Baptisé « cour criminelle », ce nouveau tribunal va être expérimenté pendant trois ans dans le Calvados comme dans six autres départements (Ardennes, Cher, Moselle, Réunion, Seine-Maritime, Yvelines). Il est donc chargé de juger les crimes punis de 15 à 20 ans de réclusion, principalement les viols et les vols à main armée. Le but ? Répondre à l’engorgement des cours d’assises et réduire les délais de jugement. Illustration à Caen où le verdict sera rendu en fin de journée ce jeudi, ce qui n’aurait pas été possible devant une cour d’assises classique.
« Certains jurés font parfois prévaloir l’émotion… »
Annoncé de façon surprenante en mars 2018, ce dispositif a entraîné une levée de boucliers chez les avocats, viscéralement attachés au côté « populaire » de la justice. « La seule motivation, c’est d’arriver à juger dans des délais raisonnables, lâche ainsi Christian Saint-Palais, président de l’association des avocats pénalistes. Mais la solution qui a été trouvée est un pis-aller médiocre qui fait fi de la qualité qu’on attend de la justice ! »

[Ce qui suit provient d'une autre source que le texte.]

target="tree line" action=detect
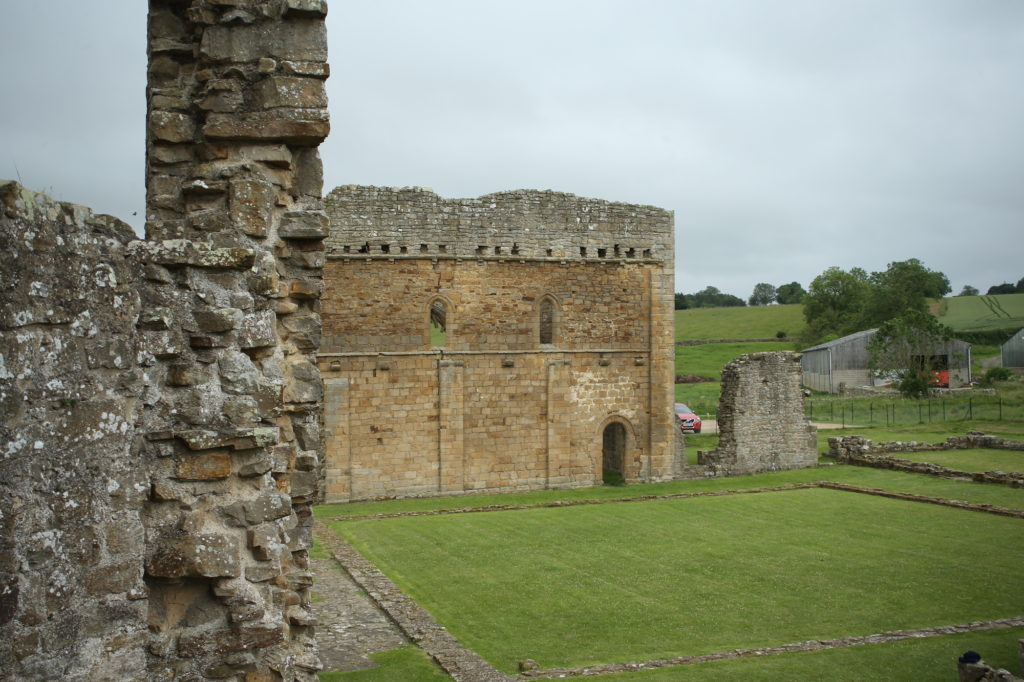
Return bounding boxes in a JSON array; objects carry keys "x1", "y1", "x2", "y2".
[{"x1": 676, "y1": 282, "x2": 807, "y2": 310}]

Désignée pour défendre l’homme accusé de tentative de viol à Caen, ce jeudi, Sophie Lechevrel estime, elle, qu’il faut laisser sa chance à ces nouvelles cours. « Avec mon client, nous avons fait ce choix car il y a un côté un peu rassurant à être jugé par des magistrats professionnels, justifie l’avocate caennaise auprès de 20 Minutes. Les jurés populaires ne sont pas formés au droit. Certains ne connaissent rien et font parfois prévaloir l’émotion. Je trouve que c’est problématique… »
Sans doute parce qu’ils n’ont, bien souvent, que cette « émotion » pour se forger une intime conviction. Lors d’un procès d’assises classique, le principe qui prévaut est celui de l’oralité des débats. Les citoyens peuvent prendre des notes mais n’ont que les déclarations faites lors du procès pour se faire une idée de la culpabilité de l’accusé. Dans les nouvelles cours criminelles, les magistrats disposeront, eux, du dossier judiciaire comportant les auditions, expertises et analyses de toute l’enquête au moment de délibérer.
Juger les viols pour ce qu’ils sont vraiment
Comme Jacques Toubon l’avait déjà envisagé en 1996 et Michèle Alliot-Marie en 2010, Nicole Belloubet a sans doute opté pour cette expérimentation pour une autre raison. Aujourd’hui, de très nombreux « viols » sont requalifiés en simples « agressions sexuelles » afin d’être jugés plus rapidement devant un tribunal correctionnel. Et tant pis si la peine encourue est moins lourde !
Avec les cours criminelles, le ministère de la Justice espère donc pouvoir faire juger les viols pour ce qu’ils sont vraiment. Ainsi, si le principe est généralisé au terme de l’expérimentation, environ 57 % des 2.000 affaires qui passent chaque année aux assises, seront, à l’avenir, jugées sans l’aide des citoyens.